TUMBBAD: The Indian Horror Film Comes of Age

Tumbbad is showing at HOME as part of BFI's In Dreams are Monsters film season. Read Dr Omar Ahmed's review.

Indian cinema has a rich and varied history with the horror genre. To some extent horror is a genre that still remains dormant in Indian cinema. Over the decades, when Indian cinema has ventured into the realms of horror expressly the supernatural, gothic and ghost story we have had some brilliant films including director Kamal Amrohi’s Mahal (Mansion, 1949), Bimal Roy’s Madhumati (1958) and Raj Khosla’s Woh Kaun Thi? (Who Was She? 1964). More recently, there has been a definite and concerted engagement with the horror genre and which has led to a wave of exciting contemporary Indian horror films that includes Kothanodi (2015), NH10 (2015), Stree (2018) and Pari (2018). Even though Tumbbad can be included as part of the recent wave of Indian horror films, it is a work that seems to stands very much alone in the broader paradigm of the Indian horror genre as there is nothing quite like it.

Tumbbad, the title of the film is named after a village located in Maharashtra and it is where some of the film was shot. The epic narrative of Tumbbad is segmented into chapters unfolding over four decades and specific timeframes including 1918, 1933 and 1947, providing a historical arc that augments the ambitious scale of the production. Tumbbad is based on a short story ‘Aaji’ written by the Marathi horror writer Narayan Dharap and which was originally influenced by the American writers H. P Lovecraft and Stephen King. The story is rooted in a cross-cultural mythology that borrows from India and beyond, focusing on the archetypal Indian trope of the Mother Goddess as a demonic eternal creature that tempts, corrupts and devours the greed of men across the ages.
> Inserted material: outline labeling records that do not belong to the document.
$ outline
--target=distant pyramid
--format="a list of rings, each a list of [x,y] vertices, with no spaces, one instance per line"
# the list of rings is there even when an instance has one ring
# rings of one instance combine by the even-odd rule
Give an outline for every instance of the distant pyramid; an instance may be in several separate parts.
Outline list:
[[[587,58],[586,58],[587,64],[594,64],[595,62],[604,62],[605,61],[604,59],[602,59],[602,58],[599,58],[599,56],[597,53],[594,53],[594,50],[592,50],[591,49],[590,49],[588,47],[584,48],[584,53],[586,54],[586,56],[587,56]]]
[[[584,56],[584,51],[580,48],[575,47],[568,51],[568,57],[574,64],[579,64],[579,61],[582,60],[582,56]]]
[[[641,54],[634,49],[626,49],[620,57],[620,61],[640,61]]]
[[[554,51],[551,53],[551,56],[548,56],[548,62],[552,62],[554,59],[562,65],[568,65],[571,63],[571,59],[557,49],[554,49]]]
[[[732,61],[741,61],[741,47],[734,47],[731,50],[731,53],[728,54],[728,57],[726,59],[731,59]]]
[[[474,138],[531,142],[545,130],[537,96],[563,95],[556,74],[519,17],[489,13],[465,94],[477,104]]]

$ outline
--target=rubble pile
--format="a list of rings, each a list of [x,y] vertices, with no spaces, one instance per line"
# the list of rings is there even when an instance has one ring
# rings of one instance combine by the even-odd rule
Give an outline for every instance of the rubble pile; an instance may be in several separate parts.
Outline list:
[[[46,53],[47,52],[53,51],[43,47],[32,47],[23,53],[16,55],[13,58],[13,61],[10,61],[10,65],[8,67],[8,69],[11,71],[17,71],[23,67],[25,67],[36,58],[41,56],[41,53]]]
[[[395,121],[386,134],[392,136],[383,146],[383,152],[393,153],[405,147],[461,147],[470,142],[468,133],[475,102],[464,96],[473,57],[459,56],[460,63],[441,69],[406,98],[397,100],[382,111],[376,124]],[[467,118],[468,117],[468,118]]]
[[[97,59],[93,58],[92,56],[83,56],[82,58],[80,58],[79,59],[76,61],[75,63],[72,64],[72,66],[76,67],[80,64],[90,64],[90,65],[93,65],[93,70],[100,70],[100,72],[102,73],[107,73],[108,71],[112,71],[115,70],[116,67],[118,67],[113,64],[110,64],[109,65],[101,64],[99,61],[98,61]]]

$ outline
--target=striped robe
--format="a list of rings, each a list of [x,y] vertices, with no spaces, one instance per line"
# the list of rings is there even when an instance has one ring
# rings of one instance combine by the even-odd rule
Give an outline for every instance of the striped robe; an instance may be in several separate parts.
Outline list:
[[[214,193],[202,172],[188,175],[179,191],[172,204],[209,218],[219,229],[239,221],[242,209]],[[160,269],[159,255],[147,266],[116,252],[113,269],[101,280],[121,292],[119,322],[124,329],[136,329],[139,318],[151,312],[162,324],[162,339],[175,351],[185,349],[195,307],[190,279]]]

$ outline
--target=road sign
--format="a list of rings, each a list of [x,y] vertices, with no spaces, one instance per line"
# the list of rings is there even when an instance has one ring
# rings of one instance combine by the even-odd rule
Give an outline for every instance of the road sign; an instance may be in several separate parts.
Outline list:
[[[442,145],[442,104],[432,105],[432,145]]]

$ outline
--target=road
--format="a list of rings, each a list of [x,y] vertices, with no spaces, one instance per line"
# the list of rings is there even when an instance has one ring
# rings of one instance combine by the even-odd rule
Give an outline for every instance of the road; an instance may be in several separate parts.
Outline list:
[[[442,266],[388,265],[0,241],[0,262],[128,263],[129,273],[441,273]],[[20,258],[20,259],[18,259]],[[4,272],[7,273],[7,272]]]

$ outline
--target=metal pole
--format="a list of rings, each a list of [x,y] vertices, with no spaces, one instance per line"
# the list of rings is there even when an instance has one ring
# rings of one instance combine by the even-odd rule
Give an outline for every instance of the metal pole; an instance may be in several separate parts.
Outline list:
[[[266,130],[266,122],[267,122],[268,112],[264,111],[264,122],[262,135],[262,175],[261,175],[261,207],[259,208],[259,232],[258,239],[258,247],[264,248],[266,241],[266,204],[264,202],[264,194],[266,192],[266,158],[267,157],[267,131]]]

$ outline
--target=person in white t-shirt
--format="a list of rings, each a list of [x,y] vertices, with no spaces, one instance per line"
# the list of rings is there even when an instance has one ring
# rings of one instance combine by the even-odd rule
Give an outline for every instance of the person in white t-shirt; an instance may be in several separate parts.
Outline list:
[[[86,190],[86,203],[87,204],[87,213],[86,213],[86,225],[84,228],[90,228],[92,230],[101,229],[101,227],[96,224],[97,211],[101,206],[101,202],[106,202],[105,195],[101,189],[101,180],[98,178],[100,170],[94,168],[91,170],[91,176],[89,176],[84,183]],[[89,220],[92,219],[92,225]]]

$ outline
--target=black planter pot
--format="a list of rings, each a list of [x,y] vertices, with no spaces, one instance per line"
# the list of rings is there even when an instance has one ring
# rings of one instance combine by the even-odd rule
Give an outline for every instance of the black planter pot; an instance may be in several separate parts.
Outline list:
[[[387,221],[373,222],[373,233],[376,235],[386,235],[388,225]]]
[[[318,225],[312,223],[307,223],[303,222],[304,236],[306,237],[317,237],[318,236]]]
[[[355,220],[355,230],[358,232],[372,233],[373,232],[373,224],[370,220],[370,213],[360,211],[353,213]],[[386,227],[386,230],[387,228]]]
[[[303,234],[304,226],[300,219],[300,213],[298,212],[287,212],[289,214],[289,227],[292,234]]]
Hastar, the fallen demon is also a reference to H. P. Lovecraft and Ambrose Bierce’s ‘Hastur’ – an octopoid creature with limitless powers. Hastar is a deeply primordial image and provokes both a revulsion and a morbid fascination with the repressed.
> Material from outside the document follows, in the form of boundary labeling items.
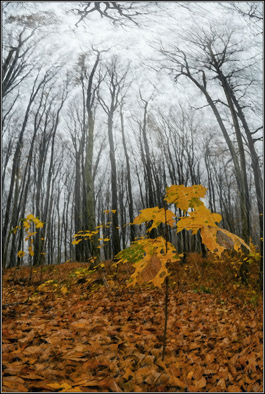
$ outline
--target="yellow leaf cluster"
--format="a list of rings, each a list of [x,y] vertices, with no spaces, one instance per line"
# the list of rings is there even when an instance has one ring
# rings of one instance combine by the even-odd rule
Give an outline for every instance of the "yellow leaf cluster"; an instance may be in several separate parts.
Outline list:
[[[166,189],[165,199],[167,204],[174,204],[181,211],[195,208],[203,204],[199,198],[204,197],[206,187],[201,184],[185,186],[183,184],[173,184]]]
[[[204,226],[217,227],[215,222],[219,223],[222,216],[219,213],[212,213],[202,203],[193,212],[189,212],[189,216],[181,217],[177,223],[177,233],[184,228],[192,230],[192,234],[196,234],[199,229]]]
[[[154,240],[146,238],[137,242],[141,244],[145,255],[132,265],[135,270],[130,278],[128,286],[133,287],[136,283],[141,284],[152,282],[155,286],[161,287],[168,274],[166,264],[176,257],[174,246],[168,242],[166,253],[166,241],[163,237]]]
[[[17,256],[18,256],[19,257],[21,258],[23,256],[25,256],[25,252],[23,250],[20,250],[17,252]]]
[[[141,224],[145,222],[153,220],[151,227],[148,229],[150,232],[153,228],[156,228],[162,223],[166,223],[170,227],[173,227],[175,220],[173,218],[175,217],[175,214],[169,210],[165,210],[164,208],[159,208],[155,207],[153,208],[146,208],[140,211],[140,213],[135,217],[132,224]]]
[[[209,250],[219,257],[225,249],[234,249],[239,251],[242,245],[250,250],[247,244],[237,235],[217,226],[205,226],[200,230],[200,236]]]

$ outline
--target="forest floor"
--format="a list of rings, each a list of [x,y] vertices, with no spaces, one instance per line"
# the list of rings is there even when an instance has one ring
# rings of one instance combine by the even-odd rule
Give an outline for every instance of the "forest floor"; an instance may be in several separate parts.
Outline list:
[[[2,391],[263,392],[256,268],[245,286],[228,262],[187,261],[170,272],[164,361],[164,285],[127,287],[128,267],[113,281],[109,261],[44,266],[40,286],[39,267],[29,285],[29,267],[4,269]]]

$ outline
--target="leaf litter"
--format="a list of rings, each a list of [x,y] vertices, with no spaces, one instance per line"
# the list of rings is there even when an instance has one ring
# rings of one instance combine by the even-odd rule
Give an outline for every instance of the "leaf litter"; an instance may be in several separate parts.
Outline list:
[[[249,302],[229,276],[207,292],[201,278],[193,288],[194,268],[172,270],[162,361],[163,288],[128,288],[131,268],[114,281],[111,262],[101,281],[80,281],[85,264],[47,266],[40,287],[39,268],[25,284],[29,269],[3,274],[3,392],[263,392],[262,297]]]

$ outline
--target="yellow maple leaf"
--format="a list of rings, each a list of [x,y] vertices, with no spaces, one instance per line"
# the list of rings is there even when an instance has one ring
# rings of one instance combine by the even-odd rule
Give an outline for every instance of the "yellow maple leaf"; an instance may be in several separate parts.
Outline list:
[[[34,222],[35,223],[35,222]],[[43,222],[38,221],[36,224],[36,228],[42,228],[43,227],[44,223]]]
[[[202,228],[204,226],[217,227],[215,222],[219,222],[221,220],[221,215],[219,213],[212,213],[202,203],[193,212],[189,212],[189,216],[180,218],[177,223],[177,232],[178,233],[185,228],[188,231],[192,230],[192,234],[196,234],[199,229]]]
[[[24,250],[20,250],[17,252],[17,256],[18,256],[19,257],[21,258],[21,257],[23,257],[23,256],[25,256],[25,252]]]
[[[66,287],[65,286],[63,286],[63,287],[61,287],[60,290],[63,294],[66,294],[66,293],[68,292],[68,290],[67,290],[67,287]]]
[[[250,250],[247,244],[237,235],[217,226],[205,226],[200,230],[200,235],[202,242],[206,247],[219,257],[225,249],[234,249],[238,251],[241,245]]]
[[[199,199],[204,197],[206,190],[201,184],[188,186],[173,184],[166,189],[165,200],[167,204],[174,203],[178,208],[185,212],[189,208],[196,208],[201,204]]]
[[[142,223],[150,220],[153,220],[151,227],[147,230],[150,232],[153,228],[156,228],[162,223],[166,223],[171,227],[174,225],[175,220],[173,219],[175,217],[175,214],[169,210],[166,210],[165,214],[164,208],[159,208],[158,207],[154,207],[153,208],[146,208],[141,210],[140,213],[135,217],[132,222],[132,224],[141,224]]]
[[[26,230],[28,230],[31,227],[31,225],[30,224],[29,222],[28,222],[27,220],[25,220],[23,222],[23,226],[25,228]]]
[[[74,240],[73,241],[72,241],[71,242],[71,243],[72,243],[73,245],[77,245],[81,241],[82,241],[82,239],[81,239],[81,240]]]

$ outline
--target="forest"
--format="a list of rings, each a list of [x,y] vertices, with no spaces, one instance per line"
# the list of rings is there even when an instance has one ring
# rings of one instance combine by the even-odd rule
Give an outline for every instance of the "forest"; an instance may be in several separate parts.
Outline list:
[[[2,391],[262,392],[263,2],[2,23]]]

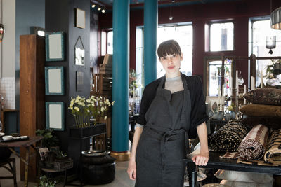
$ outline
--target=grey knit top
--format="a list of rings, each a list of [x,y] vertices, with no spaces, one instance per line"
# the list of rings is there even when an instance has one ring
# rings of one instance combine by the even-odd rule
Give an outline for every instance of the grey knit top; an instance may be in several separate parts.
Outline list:
[[[166,78],[165,89],[170,90],[171,93],[183,90],[183,81],[181,80],[181,76],[173,78]],[[136,127],[143,127],[143,125],[137,123]]]

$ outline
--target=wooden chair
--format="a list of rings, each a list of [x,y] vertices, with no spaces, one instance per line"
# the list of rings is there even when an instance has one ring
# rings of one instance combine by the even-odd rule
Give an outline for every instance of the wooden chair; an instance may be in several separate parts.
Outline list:
[[[13,162],[13,166],[11,165]],[[8,167],[6,165],[8,164],[9,167]],[[17,187],[17,174],[16,174],[16,169],[15,169],[15,158],[9,158],[6,160],[0,160],[0,167],[4,167],[7,169],[9,172],[11,172],[13,176],[0,176],[1,179],[13,179],[13,186]],[[1,183],[0,183],[1,187]]]

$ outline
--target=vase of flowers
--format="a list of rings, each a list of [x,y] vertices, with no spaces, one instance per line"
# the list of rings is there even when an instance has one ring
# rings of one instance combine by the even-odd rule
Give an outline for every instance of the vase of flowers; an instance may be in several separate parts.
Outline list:
[[[90,118],[96,119],[95,125],[98,117],[106,119],[107,111],[114,102],[102,96],[92,95],[87,99],[77,96],[72,97],[68,108],[74,117],[76,127],[84,127],[90,126]]]

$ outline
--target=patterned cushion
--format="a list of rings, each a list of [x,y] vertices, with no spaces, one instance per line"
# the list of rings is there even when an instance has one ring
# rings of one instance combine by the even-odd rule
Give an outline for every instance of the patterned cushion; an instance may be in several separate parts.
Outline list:
[[[249,183],[238,182],[233,181],[222,180],[221,184],[228,185],[231,187],[272,187],[273,181],[271,183]]]
[[[257,88],[247,92],[244,97],[254,104],[281,105],[281,90]]]
[[[268,128],[277,130],[281,127],[281,118],[247,116],[242,119],[241,123],[247,127],[253,127],[258,124],[263,124]]]
[[[281,117],[281,106],[249,104],[240,111],[249,116]]]
[[[219,169],[214,176],[220,179],[249,183],[272,183],[272,174]]]

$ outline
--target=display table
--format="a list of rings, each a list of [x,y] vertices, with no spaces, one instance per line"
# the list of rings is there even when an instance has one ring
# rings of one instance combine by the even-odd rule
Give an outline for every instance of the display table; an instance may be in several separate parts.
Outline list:
[[[281,175],[281,167],[237,164],[236,159],[220,158],[219,156],[222,155],[223,153],[210,152],[209,160],[206,166],[196,166],[191,160],[192,155],[183,159],[188,167],[189,186],[197,186],[195,181],[197,181],[197,167]]]
[[[8,147],[11,151],[15,153],[17,156],[18,156],[20,160],[25,162],[25,187],[28,186],[28,164],[30,161],[30,147],[31,146],[35,150],[35,147],[34,146],[34,144],[41,140],[43,137],[30,137],[27,140],[23,141],[11,141],[11,142],[2,142],[0,143],[1,147]],[[12,148],[13,147],[24,147],[26,149],[25,158],[20,157],[20,155],[16,153]]]

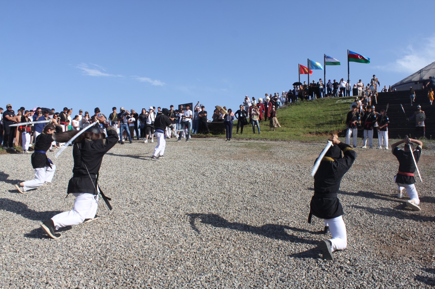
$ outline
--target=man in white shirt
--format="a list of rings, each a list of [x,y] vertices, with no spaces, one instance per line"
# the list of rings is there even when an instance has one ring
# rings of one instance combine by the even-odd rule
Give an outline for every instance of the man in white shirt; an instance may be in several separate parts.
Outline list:
[[[182,121],[181,125],[182,128],[184,128],[185,127],[187,127],[187,135],[186,136],[186,141],[188,141],[189,139],[190,138],[190,129],[191,129],[191,120],[193,117],[193,113],[192,112],[192,111],[189,109],[190,108],[190,106],[189,105],[186,105],[186,109],[184,110],[184,112],[183,114],[183,116],[184,117],[184,120]],[[181,141],[181,135],[180,134],[178,136],[178,139],[177,141]]]
[[[356,86],[358,89],[358,95],[361,95],[362,94],[362,88],[364,87],[364,84],[361,82],[361,79],[356,84]]]
[[[341,97],[346,96],[346,85],[347,83],[342,78],[340,81],[340,95]]]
What makes Tumbbad an exceptional work in the Indian horror genre is expressly the sickly ambiance which is maintained throughout. Tumbbad’s tactile and sensory approach recalls atmospheric American films including Michael Mann’s The Keep (1983) and William Friedkin’s Sorcerer (1977), combining the supernatural, mythological and historical into something deeply atavistic. The expressionistic use of ancient landscapes juxtaposed to the tumultuous weather particularly the torrential rain permeates everything with an unsettling cadence. Moreover, the inspired production design and brilliant cinematography is suitably amplified by visual effects that demonstrate a technical finesse not often witnessed in Indian cinema. The womb like habitat in which the demon resides is a terrifying subterranean imagining of a kind of purgatory not bound by time or space, projecting our deepest nightmarish anxieties.

Tumbbad first premiered at the prestigious Venice Film Festival in 2018 and was met with a favourable critical response both in India and internationally, and has steadily attracted a cult status. Tumbbad also reunited the talents of producer Soham Shah and producer/director Anand Gandhi who had first collaborated on the seminal film Ship of Theseus in 2012 and which is now considered to be one of the key films to kickstart the new wave of Indian independent cinema that is still going strong. Overlooked and underseen, Tumbbad is an unmissable entry in the rapidly evolving oeuvre of contemporary international horror cinema; a bewitching and meaty horror film with a primal cultural sensibility, using tropes of the body horror sub-genre to offer what is a haunting but perennial treatise on greed, and which ultimately gives the work an irrefutably universal resonance.

Dr Omar Ahmed is a UK based film scholar and international curator of South Asian Cinema. He co-curates HOME’s annual season of ‘Not Just Bollywood’ and is currently writing a book on Indian Parallel Cinema.